A second area of emphasis in Richardson’s work, the understanding of complexity, received thorough treatment in Richardson’s most recent book, “Evolutionary Psychology as Maladapted Psychology.” The work is a synthesis of themes that Richardson has studied throughout his career.
“Evolutionary psychology has really taken off in the last 15 years, so it has ancestors in sociobiology back into the 1970s,” Richardson says. “As a philosopher of biology, I do a lot of work with the history of biology and also, on the other side, I’ve done a lot of work with cognitive science, so for years I’ve had these two different hats.”
Richardson argues in the book that the arguments presented by evolutionary psychology when it comes to employing the idea of adaptation do not stand up well to the rigorous standards that the more established field of evolutionary biology requires of adaptive explanations.
The reception for the book has been considerable among his colleagues – it received a positive, full-page review in the journal “Science” after publication, and Richardson was an invited panelist this winter at the AAAS meeting on “Darwin at 200” for a session on the evolution of morality.

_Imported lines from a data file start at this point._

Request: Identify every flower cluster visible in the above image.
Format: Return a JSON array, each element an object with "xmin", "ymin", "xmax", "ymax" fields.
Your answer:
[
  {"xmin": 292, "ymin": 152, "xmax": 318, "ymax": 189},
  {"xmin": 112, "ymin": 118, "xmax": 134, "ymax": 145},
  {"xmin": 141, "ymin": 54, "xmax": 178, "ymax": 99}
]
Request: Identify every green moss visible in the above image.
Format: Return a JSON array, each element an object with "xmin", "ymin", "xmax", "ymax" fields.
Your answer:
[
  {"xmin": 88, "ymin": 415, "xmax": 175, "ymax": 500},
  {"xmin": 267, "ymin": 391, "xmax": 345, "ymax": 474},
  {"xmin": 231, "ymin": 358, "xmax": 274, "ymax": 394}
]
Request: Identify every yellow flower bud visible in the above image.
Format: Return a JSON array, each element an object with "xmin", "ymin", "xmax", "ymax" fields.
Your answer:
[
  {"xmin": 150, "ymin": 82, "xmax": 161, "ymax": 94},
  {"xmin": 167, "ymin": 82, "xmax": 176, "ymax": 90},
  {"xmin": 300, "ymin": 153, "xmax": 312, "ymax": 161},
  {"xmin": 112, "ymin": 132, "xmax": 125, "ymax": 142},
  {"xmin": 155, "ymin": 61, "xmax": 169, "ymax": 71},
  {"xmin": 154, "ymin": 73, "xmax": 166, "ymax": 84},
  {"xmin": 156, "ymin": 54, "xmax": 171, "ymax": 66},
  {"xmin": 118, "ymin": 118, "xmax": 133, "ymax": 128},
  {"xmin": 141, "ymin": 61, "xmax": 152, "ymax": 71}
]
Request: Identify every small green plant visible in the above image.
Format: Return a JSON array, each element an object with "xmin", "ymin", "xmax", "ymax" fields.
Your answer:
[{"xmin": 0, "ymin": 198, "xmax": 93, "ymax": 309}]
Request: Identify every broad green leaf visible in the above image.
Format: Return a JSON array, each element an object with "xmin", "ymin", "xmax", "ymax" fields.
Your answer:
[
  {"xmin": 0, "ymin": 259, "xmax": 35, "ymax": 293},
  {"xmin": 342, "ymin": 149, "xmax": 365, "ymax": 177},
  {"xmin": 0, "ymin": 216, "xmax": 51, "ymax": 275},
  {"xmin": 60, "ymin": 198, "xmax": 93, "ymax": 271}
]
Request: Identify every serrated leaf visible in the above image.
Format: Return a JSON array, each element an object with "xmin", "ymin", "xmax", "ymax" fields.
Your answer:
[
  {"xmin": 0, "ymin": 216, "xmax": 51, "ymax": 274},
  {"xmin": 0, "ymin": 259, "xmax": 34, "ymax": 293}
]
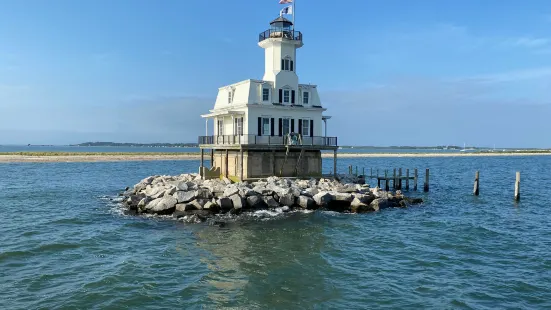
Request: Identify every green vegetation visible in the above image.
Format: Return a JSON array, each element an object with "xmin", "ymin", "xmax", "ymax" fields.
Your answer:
[
  {"xmin": 0, "ymin": 152, "xmax": 199, "ymax": 156},
  {"xmin": 71, "ymin": 142, "xmax": 199, "ymax": 147}
]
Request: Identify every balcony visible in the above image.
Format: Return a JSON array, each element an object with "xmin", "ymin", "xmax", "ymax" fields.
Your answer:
[
  {"xmin": 199, "ymin": 135, "xmax": 338, "ymax": 149},
  {"xmin": 258, "ymin": 29, "xmax": 302, "ymax": 42}
]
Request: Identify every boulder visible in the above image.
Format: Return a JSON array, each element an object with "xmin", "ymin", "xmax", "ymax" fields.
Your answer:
[
  {"xmin": 314, "ymin": 192, "xmax": 335, "ymax": 207},
  {"xmin": 350, "ymin": 197, "xmax": 379, "ymax": 213},
  {"xmin": 203, "ymin": 201, "xmax": 220, "ymax": 213},
  {"xmin": 262, "ymin": 196, "xmax": 279, "ymax": 208},
  {"xmin": 195, "ymin": 188, "xmax": 212, "ymax": 199},
  {"xmin": 230, "ymin": 194, "xmax": 247, "ymax": 209},
  {"xmin": 175, "ymin": 200, "xmax": 202, "ymax": 212},
  {"xmin": 279, "ymin": 194, "xmax": 295, "ymax": 207},
  {"xmin": 369, "ymin": 198, "xmax": 398, "ymax": 211},
  {"xmin": 297, "ymin": 196, "xmax": 317, "ymax": 210},
  {"xmin": 176, "ymin": 181, "xmax": 189, "ymax": 191},
  {"xmin": 223, "ymin": 185, "xmax": 239, "ymax": 197},
  {"xmin": 145, "ymin": 196, "xmax": 177, "ymax": 214},
  {"xmin": 333, "ymin": 193, "xmax": 354, "ymax": 202},
  {"xmin": 216, "ymin": 197, "xmax": 233, "ymax": 211},
  {"xmin": 247, "ymin": 195, "xmax": 266, "ymax": 209},
  {"xmin": 253, "ymin": 185, "xmax": 274, "ymax": 196},
  {"xmin": 172, "ymin": 210, "xmax": 212, "ymax": 219},
  {"xmin": 173, "ymin": 191, "xmax": 197, "ymax": 203}
]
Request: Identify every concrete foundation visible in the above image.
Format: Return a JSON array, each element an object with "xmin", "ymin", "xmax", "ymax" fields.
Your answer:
[{"xmin": 207, "ymin": 149, "xmax": 322, "ymax": 181}]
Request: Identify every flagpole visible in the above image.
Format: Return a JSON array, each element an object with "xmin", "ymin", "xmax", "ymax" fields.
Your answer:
[{"xmin": 293, "ymin": 0, "xmax": 297, "ymax": 29}]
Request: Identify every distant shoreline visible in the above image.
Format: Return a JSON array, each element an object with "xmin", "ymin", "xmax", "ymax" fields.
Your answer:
[{"xmin": 0, "ymin": 152, "xmax": 551, "ymax": 163}]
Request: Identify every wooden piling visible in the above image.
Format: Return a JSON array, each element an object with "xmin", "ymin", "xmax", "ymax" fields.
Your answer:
[
  {"xmin": 392, "ymin": 168, "xmax": 396, "ymax": 190},
  {"xmin": 423, "ymin": 168, "xmax": 429, "ymax": 193},
  {"xmin": 515, "ymin": 172, "xmax": 520, "ymax": 201},
  {"xmin": 413, "ymin": 168, "xmax": 418, "ymax": 191},
  {"xmin": 199, "ymin": 149, "xmax": 205, "ymax": 180},
  {"xmin": 473, "ymin": 170, "xmax": 480, "ymax": 196},
  {"xmin": 406, "ymin": 169, "xmax": 409, "ymax": 191},
  {"xmin": 398, "ymin": 168, "xmax": 402, "ymax": 190}
]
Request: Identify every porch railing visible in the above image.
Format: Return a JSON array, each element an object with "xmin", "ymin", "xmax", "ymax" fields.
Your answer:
[{"xmin": 199, "ymin": 135, "xmax": 338, "ymax": 146}]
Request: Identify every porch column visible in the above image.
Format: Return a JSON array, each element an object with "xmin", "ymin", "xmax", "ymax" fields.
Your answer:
[
  {"xmin": 199, "ymin": 149, "xmax": 205, "ymax": 180},
  {"xmin": 210, "ymin": 149, "xmax": 214, "ymax": 169},
  {"xmin": 333, "ymin": 149, "xmax": 337, "ymax": 178}
]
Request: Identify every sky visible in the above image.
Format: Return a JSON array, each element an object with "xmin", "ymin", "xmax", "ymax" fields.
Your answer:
[{"xmin": 0, "ymin": 0, "xmax": 551, "ymax": 148}]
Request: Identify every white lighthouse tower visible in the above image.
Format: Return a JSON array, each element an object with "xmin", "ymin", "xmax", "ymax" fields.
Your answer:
[{"xmin": 199, "ymin": 16, "xmax": 338, "ymax": 181}]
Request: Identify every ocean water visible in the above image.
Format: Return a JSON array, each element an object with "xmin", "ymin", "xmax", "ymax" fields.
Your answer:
[
  {"xmin": 0, "ymin": 145, "xmax": 466, "ymax": 153},
  {"xmin": 0, "ymin": 156, "xmax": 551, "ymax": 309}
]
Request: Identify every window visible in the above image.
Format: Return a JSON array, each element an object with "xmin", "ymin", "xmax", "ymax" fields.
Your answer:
[
  {"xmin": 281, "ymin": 118, "xmax": 291, "ymax": 136},
  {"xmin": 302, "ymin": 91, "xmax": 310, "ymax": 104},
  {"xmin": 281, "ymin": 58, "xmax": 295, "ymax": 71},
  {"xmin": 234, "ymin": 117, "xmax": 243, "ymax": 136},
  {"xmin": 302, "ymin": 119, "xmax": 310, "ymax": 137},
  {"xmin": 283, "ymin": 89, "xmax": 290, "ymax": 103},
  {"xmin": 262, "ymin": 117, "xmax": 271, "ymax": 136},
  {"xmin": 228, "ymin": 89, "xmax": 235, "ymax": 103},
  {"xmin": 216, "ymin": 119, "xmax": 224, "ymax": 136}
]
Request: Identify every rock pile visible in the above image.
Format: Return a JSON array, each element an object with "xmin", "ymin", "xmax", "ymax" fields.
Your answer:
[{"xmin": 121, "ymin": 174, "xmax": 422, "ymax": 222}]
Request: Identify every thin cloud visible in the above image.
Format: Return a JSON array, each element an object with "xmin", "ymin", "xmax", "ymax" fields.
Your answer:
[{"xmin": 508, "ymin": 37, "xmax": 551, "ymax": 48}]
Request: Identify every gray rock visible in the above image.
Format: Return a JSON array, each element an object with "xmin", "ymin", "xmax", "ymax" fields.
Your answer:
[
  {"xmin": 334, "ymin": 193, "xmax": 354, "ymax": 202},
  {"xmin": 279, "ymin": 194, "xmax": 295, "ymax": 207},
  {"xmin": 175, "ymin": 200, "xmax": 201, "ymax": 212},
  {"xmin": 176, "ymin": 181, "xmax": 189, "ymax": 192},
  {"xmin": 195, "ymin": 188, "xmax": 212, "ymax": 199},
  {"xmin": 369, "ymin": 198, "xmax": 399, "ymax": 211},
  {"xmin": 203, "ymin": 201, "xmax": 220, "ymax": 213},
  {"xmin": 216, "ymin": 197, "xmax": 233, "ymax": 211},
  {"xmin": 230, "ymin": 194, "xmax": 247, "ymax": 209},
  {"xmin": 350, "ymin": 198, "xmax": 379, "ymax": 213},
  {"xmin": 253, "ymin": 185, "xmax": 274, "ymax": 196},
  {"xmin": 173, "ymin": 191, "xmax": 197, "ymax": 203},
  {"xmin": 223, "ymin": 185, "xmax": 239, "ymax": 197},
  {"xmin": 314, "ymin": 192, "xmax": 335, "ymax": 207},
  {"xmin": 247, "ymin": 195, "xmax": 266, "ymax": 209},
  {"xmin": 297, "ymin": 196, "xmax": 317, "ymax": 210},
  {"xmin": 262, "ymin": 196, "xmax": 279, "ymax": 208},
  {"xmin": 172, "ymin": 210, "xmax": 212, "ymax": 219},
  {"xmin": 145, "ymin": 196, "xmax": 177, "ymax": 214}
]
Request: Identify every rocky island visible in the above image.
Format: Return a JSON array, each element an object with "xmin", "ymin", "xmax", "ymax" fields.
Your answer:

Richardson, who joined the faculty at UC in 1978, appreciates the recognition of his work, although he feels humbled when areas he has made contributions to are compared with researchers in areas like cancer research.
“I love being here at the university,” Richardson says. “What makes a professor’s life great is the freedom to explore new and different stuff, and you get to choose. The university has been extremely supportive of me, in my time as a professor. I’ve changed the focus of my work more than once, and they’ve always been supportive, and they still are.”